Hadi gelin bunun adını “Kader” koyalım.
İyi ama burada yıllardan bu yana kazalar meydana geliyor. Pirireiste oturan Murat Argun aradan 5 yıl geçmesine rağmen aynı yerde ve hala bulunamayan bir sürücünün yaptığı kaza nedeniyle hayatını felçli olarak devam ettiriyor.
Bu mudur Kader ?
Yetkililer maşallah her konuda her şeyi biliyor(!) Atılan nutuklar, kesilen ahkamlar gırla giderken, bir çok canın sona erdirilerek bedenlerinin toprağa gömülmesi, sakat kalanların yatağa mahkum edilmesi, ve geridekilerin bir ömür boyu çile çekmesi belki onlar için kaderdir.
Defalarca söyledik, defalarca yazdık, “lütfen” dedik, “ burada önlem alınsın” dedik. Ama kimse kılını dahi kıpırdatmadı !...
Koyun şimdi kendinizi, Aslıcan ve Alican’ların ana babası yerine…

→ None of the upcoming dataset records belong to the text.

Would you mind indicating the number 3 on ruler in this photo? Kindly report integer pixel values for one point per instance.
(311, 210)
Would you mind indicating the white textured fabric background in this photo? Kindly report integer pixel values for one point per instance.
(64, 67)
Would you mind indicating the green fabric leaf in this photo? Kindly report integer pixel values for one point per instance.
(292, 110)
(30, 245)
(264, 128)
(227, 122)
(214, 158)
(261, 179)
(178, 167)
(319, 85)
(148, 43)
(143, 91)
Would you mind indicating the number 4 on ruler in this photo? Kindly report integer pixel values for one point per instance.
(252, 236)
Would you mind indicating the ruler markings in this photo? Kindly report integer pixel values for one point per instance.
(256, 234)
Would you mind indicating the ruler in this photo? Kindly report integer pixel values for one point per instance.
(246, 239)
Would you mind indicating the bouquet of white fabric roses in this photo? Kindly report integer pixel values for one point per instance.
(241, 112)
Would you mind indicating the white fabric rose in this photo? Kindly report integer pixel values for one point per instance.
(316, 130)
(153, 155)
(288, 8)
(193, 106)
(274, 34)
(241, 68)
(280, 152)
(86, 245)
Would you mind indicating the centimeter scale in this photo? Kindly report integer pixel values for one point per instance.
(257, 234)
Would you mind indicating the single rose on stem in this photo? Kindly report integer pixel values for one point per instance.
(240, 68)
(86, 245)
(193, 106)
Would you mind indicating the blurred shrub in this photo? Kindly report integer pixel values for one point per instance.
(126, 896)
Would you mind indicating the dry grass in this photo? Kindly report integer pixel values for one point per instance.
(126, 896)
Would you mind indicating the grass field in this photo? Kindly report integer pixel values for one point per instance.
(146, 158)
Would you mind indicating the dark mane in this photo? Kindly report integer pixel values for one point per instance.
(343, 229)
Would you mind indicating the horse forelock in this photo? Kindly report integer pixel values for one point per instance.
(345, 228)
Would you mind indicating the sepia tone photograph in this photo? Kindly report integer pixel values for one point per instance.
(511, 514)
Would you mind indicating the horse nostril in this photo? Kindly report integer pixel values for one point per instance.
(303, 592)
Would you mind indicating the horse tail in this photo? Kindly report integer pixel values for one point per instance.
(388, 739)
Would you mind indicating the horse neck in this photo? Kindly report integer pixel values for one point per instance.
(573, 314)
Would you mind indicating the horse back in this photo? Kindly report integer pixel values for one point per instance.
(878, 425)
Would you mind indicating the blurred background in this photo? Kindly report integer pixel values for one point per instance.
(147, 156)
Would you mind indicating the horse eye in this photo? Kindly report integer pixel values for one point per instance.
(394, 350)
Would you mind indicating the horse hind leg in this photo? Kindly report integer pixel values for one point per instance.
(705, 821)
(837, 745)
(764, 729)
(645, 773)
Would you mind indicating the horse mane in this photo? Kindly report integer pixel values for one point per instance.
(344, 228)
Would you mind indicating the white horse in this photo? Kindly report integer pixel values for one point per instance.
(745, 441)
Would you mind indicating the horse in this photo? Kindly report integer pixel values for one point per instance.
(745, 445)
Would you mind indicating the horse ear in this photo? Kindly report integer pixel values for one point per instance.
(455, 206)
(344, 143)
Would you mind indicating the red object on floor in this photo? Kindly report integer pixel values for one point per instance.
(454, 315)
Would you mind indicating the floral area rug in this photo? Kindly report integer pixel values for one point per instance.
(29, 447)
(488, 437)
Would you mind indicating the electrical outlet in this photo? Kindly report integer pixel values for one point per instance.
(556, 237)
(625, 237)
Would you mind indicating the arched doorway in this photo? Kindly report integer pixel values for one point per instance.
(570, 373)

Sonra da “kader” deyin bakalım diyebiliyor musunuz? Hıçkırıklara boğulursunuz, boğazınızda düğümlenen ve bir türlü çıkamayan sözcüklere isyan eder içinizden lanetler okursunuz sadece…
Neredesiniz ağalar ?
Çukurlara düşerek can veren, arabaların altında kalarak ömür tüketen, önlemler alınmadığı için kıytırık nedenlerden dolayı heba olan hayatları geri getirin bakalım, anlatın bakalım canı yanan o anne baba, amca, dayı ve dedeye… “Biz önlem alamadık, bu yüzden oldu bunlar” diye…
Yazıklar olsun…
Bir tümsek, bir trafik lambası, alt veya üst geçit yapılamaz mıydı oraya?
Yaya sirkülasyonunun hayvanat bahçesinden dolayı, halk pazarının kurulmasından dolayı en yoğun olduğu, düz ve ucu göründüğü için sürücülerin en süratlı geçtiği bu yerde önlem almak çok mu zor?
Sorarım size, bu kentin en büyük amiri ey Kaymakam Osman Ateş, halkın içinde olduğunu her daim diline dolayan, sadece “ölüm “ olduktan sonra cenazelere gitmeyi gelenek haline getiren Belediye Başkanı ey Şükrü Karabacak, “ ben buranın emniyet müdürüyüm” diye böbürlenerek halka hitap eden ve kendisini bir petrol şirketinin reklamındaki Peluş’a benzeterek “ alırım anahtarını” şeklinde sözler sarfeden ey Emniyet Müdürü A. Kadir Demir, Allah gecinden versin, sizin çocuğunuz o durumda olsa ne yapardınız ?
Sorarım size, yatağınızda rahat uyuyabiliyor musunuz?
Eğer hala orada basit de olsa önlem almayı düşünmüyorsanız, lütfen evinize dönün, ve lütfen sağda solda ahkam kesmeyin.
Bir çift sözümda Anadolu Sağlık Merkezi yetkililerine;
Siz bu bölgenin değil, Ülkenin hatta Ortadoğu’nun en iyi hastanesi olduğunuzu söylüyorsunuz. Ancak yüreği yanan bir dede’ye paradan bahsediyorsunuz, Avrupa’nın en iyi hekimlerinin görev yaptığı, bir çok hayatın sönmeden, tekrar canlandığı o çatı altında vicdanlar evde mi bırakıldı?